4. When the onions are ready, you’re ready to start building your dumplings.  Lay out a sheet of parchment paper and dip each wonton wrapper in the beef broth (this makes the wrappers easier to work with and more flavorful).  Drop a tablespoon of the onions onto each wonton and wrap the sides up into a little onion purse.  Since you’ve dipped these into the beef broth, the dumpling edges will stick perfectly.  I preferred the more traditional onions, but Boston Boy added a cube of beef to each of his- man hunger!

5. Place the dumplings into an oven-safe dish, ladle the broth over your dumplings, and top with (a lot of) shredded gruyere and swiss cheese.  For that delicious crouton (arguably the best part of french onion soup), poke a toothpick through a cube of french bread and into each dumpling.  In addition to being delicious, these are like little buoys to mark where the dumplings lie.
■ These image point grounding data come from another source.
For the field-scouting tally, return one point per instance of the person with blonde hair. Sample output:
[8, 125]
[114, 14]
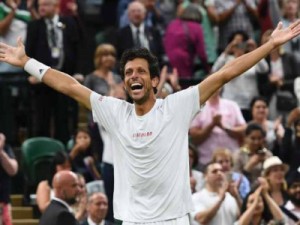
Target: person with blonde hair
[274, 170]
[224, 157]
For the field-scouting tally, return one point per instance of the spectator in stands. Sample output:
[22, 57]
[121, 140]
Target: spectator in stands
[289, 150]
[244, 88]
[274, 171]
[184, 40]
[44, 191]
[196, 177]
[293, 205]
[53, 40]
[8, 168]
[79, 207]
[287, 14]
[224, 157]
[107, 166]
[138, 34]
[259, 208]
[103, 81]
[216, 203]
[235, 16]
[273, 128]
[219, 125]
[277, 83]
[153, 17]
[14, 24]
[66, 190]
[97, 207]
[168, 82]
[209, 19]
[82, 158]
[249, 160]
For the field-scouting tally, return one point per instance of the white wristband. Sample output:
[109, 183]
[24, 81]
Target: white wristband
[35, 68]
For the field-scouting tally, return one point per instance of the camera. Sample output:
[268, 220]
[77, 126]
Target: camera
[262, 151]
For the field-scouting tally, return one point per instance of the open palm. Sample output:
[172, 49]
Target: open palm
[281, 35]
[13, 55]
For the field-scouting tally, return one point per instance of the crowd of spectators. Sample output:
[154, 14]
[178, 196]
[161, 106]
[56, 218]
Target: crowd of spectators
[244, 144]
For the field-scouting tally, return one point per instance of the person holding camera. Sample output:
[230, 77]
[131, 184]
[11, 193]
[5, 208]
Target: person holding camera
[218, 202]
[8, 168]
[249, 160]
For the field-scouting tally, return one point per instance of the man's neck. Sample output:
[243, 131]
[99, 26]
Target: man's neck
[213, 188]
[95, 220]
[145, 107]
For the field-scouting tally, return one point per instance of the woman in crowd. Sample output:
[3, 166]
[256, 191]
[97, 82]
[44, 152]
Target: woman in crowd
[250, 158]
[44, 191]
[260, 209]
[196, 177]
[274, 129]
[103, 81]
[243, 88]
[277, 83]
[184, 40]
[79, 208]
[274, 171]
[224, 157]
[82, 158]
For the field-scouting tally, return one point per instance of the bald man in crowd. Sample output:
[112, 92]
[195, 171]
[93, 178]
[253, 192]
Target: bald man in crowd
[66, 190]
[97, 210]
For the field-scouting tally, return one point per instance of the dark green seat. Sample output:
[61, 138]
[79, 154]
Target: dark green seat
[37, 159]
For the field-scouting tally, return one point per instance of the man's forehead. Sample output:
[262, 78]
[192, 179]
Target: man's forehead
[136, 63]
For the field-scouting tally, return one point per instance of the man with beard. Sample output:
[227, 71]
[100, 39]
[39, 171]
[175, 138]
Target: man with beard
[151, 167]
[66, 190]
[293, 205]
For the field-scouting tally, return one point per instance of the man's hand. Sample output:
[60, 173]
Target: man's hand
[217, 120]
[15, 56]
[281, 35]
[2, 141]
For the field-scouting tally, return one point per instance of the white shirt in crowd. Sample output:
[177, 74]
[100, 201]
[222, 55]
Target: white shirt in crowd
[227, 213]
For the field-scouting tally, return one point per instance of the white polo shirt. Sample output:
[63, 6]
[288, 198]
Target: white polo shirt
[151, 161]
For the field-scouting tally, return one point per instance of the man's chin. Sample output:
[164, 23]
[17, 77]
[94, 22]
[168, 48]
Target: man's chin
[71, 201]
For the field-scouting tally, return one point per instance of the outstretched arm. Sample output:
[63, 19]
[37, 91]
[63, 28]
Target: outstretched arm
[55, 79]
[241, 64]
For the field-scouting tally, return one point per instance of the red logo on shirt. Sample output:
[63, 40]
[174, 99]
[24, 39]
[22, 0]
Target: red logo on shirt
[142, 134]
[101, 98]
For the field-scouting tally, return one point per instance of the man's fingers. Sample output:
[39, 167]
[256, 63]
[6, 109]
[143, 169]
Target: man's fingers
[279, 26]
[295, 24]
[20, 41]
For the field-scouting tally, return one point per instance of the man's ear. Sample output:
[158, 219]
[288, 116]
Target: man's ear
[155, 81]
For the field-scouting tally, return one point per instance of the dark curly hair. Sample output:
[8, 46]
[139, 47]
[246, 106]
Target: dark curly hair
[143, 53]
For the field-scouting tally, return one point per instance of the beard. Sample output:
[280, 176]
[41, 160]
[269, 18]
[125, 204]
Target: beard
[71, 201]
[295, 201]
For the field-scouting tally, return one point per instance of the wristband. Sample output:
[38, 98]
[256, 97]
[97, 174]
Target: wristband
[35, 68]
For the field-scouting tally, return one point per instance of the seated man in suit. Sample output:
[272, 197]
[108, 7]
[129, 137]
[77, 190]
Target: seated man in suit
[138, 34]
[97, 208]
[66, 190]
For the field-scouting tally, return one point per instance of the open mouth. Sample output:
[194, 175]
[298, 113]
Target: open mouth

6. Bake at 400 degrees for about 10 minutes, then broil for a minute or until the cheese is golden.

We had tons of broth and onions left since we only made a few dumplings, so we ended up just combining everything for a delicious french onion soup- hello leftovers!   And full disclosure: we popped the Bijoulais cork about an hour before midnight.  BB says we’ll be cursed with bad french kisses for a year… I haven’t noticed yet.